Rettet Zähne putzen Leben? Nicht direkt! Aber eins steht fest: Gesunde Zähne sind ein wesentlicher Faktor unserer allgemeinen Gesundheit. Gesunde Zähne sind wichtig für ein starkes Immunsystem – gerade jetzt, in Zeiten der Corona-Pandemie. Wie die Parodontitis, COVID-19 und der Schlaganfall hier zusammenhängen, erklären wir Ihnen zum Welt-Schlaganfall-Tag (29. Oktober).
Wichtig zu wissen
- Schlaganfälle entstehen meist durch Arteriosklerose.
- Bei einem Schlaganfall wird die Durchblutung im Gehirn schlagartig gestört.
- So kann es sein, dass bestimmte Körperfunktionen zeitweise oder dauerhaft ausfallen.
- Eine Infektion mit dem Corona-Virus SARS-CoV-2 kann das Risiko für Schlaganfälle erhöhen.
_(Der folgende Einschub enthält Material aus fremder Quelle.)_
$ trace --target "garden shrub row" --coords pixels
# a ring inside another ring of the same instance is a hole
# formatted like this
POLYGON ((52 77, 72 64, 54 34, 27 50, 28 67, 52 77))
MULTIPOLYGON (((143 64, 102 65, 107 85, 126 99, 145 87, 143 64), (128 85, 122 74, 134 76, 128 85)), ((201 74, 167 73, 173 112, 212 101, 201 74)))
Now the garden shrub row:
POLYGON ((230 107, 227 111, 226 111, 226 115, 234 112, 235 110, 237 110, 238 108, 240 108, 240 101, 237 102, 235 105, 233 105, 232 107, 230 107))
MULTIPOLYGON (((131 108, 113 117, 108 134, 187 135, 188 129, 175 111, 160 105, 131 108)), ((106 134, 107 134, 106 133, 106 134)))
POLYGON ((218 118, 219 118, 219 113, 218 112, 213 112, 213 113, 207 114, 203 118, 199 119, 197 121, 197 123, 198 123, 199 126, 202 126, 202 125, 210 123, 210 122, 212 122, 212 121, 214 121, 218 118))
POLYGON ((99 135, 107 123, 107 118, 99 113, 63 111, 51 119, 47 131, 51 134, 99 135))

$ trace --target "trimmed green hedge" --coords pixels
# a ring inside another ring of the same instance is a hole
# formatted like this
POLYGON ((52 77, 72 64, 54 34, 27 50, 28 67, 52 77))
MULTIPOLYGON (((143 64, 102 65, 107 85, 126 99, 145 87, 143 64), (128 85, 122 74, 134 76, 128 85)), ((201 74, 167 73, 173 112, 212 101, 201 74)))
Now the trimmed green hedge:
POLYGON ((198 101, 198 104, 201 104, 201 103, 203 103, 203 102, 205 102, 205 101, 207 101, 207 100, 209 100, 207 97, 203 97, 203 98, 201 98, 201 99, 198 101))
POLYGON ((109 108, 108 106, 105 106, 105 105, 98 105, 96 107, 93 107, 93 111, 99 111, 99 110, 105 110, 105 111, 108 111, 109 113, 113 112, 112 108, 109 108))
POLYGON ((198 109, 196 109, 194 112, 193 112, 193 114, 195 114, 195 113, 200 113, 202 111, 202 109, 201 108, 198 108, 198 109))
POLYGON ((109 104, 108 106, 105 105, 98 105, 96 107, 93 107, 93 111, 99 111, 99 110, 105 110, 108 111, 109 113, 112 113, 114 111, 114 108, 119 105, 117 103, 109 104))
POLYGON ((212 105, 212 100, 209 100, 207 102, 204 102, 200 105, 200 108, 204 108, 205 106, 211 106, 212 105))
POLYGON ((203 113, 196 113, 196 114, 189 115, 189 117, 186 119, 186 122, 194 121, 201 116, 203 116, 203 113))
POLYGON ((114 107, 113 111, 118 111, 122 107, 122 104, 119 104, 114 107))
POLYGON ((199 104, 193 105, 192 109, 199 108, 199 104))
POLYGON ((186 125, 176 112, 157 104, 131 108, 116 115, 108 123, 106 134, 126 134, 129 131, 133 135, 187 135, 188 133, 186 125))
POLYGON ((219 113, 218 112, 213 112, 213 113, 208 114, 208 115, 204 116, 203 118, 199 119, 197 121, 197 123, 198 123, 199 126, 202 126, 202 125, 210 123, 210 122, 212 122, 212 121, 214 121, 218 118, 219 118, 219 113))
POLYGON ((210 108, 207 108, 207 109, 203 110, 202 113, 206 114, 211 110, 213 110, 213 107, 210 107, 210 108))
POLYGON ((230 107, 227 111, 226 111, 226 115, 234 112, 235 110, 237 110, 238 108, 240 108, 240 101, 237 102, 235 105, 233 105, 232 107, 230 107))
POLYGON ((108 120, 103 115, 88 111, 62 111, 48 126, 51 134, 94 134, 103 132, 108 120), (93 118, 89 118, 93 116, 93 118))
- Was viele nicht wissen: Auch die Parodontitis, die chronische bakterielle Entzündung des Zahnhalteapparats, kann zu Arteriosklerose führen.
- Damit kann eine Parodontitis indirekt das Schlaganfall-Risiko beeinflussen.
- Die wichtigsten Risikofaktoren für eine Parodontitis sind Rauchen, eine unzureichende Mundhygiene, Diabetes Mellitus, Adipositas und rheumatoide Arthritis.
- Wer sein Schlaganfall-Risiko senken will, muss einer Parodontitis vorbeugen oder diese wirksam therapieren.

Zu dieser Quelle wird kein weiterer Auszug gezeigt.